Key findings of the study:

• In the ULTIMATE 1 trial, the mean number of gadolinium-enhancing lesions was 0.02 in the ublituximab group and 0.49 in the teriflunomide group (rate ratio [RR], 0.03; 95% CI, 0.02-0.06; P <.001); in the ULTIMATE 2 trial, the mean number was 0.01 and 0.25 (RR, 0.04; 95% CI, 0.02-0.06; < respectively.="" <="" p="">
• In terms of treatment safety, 89.2% of patients receiving ublituximab experienced at least 1 adverse event (AE), compared to 91.4% of patients receiving teriflunomide. In the ublituximab group, grade 3 or greater adverse events occurred slightly more frequently (21.3% vs 14.1%).
• In the predetermined pooled analysis, deterioration of disability was confirmed in 5.2% of those receiving ublituximab versus 5.9% of those receiving teriflunomide (hazard ratio [HR], 0.84; 95% CI, 0.50-1.41; P =.51).
• A worsening of impairment confirmed at 24 weeks was observed in 3.3% of patients receiving ublituximab compared to 4.8% of those receiving teriflunomide, but this difference was not deemed significant.
• In the ublituximab group, 47.7% of the individuals experienced infusion-related side effects. Serious infections affected 5.0% of those receiving ublituximab and 2.9% of people receiving teriflunomide.

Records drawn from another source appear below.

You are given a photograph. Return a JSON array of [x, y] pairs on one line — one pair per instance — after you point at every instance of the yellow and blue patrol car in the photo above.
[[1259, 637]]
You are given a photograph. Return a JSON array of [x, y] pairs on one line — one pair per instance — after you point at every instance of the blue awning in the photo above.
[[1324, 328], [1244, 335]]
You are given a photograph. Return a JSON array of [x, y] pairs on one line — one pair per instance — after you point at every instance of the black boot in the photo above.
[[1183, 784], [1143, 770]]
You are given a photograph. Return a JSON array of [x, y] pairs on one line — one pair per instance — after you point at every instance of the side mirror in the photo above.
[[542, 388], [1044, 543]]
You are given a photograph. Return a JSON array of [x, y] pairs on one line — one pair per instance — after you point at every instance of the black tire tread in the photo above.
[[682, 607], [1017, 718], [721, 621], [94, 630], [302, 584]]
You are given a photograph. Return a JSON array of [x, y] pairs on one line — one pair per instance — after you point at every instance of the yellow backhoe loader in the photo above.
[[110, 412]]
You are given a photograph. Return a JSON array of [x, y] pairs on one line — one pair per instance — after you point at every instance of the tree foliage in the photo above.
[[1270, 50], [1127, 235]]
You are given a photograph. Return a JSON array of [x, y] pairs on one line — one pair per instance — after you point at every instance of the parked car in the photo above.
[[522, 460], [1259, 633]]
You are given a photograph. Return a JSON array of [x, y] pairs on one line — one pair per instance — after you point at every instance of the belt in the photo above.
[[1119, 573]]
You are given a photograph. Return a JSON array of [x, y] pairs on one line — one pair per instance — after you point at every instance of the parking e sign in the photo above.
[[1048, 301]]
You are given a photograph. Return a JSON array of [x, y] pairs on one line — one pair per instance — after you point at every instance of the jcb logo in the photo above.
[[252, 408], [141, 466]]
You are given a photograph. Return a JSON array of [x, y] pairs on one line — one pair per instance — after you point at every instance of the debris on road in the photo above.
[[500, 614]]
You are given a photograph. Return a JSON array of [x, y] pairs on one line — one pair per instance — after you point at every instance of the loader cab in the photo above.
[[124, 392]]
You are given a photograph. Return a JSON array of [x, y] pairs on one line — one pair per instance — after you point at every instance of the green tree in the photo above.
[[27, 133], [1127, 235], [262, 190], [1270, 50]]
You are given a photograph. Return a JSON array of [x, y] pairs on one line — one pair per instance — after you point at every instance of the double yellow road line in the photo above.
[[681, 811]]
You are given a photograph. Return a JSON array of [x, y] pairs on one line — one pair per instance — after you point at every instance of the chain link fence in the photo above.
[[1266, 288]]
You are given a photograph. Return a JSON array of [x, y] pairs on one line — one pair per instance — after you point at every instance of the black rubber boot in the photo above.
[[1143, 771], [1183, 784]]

The researchers concluded that over the course of 96 weeks, ublituximab was associated with lower annualized relapse rates and fewer brain lesions on MRI than teriflunomide, but it did not significantly reduce the chance of disability worsening.

REFERENCE

Steinman L, Fox E, Hartung HP, et al. Ublituximab versus teriflunomide in relapsing multiple sclerosis. N Engl J Med. 2022;387:704-714. doi:10.1056/NEJMoa2201904.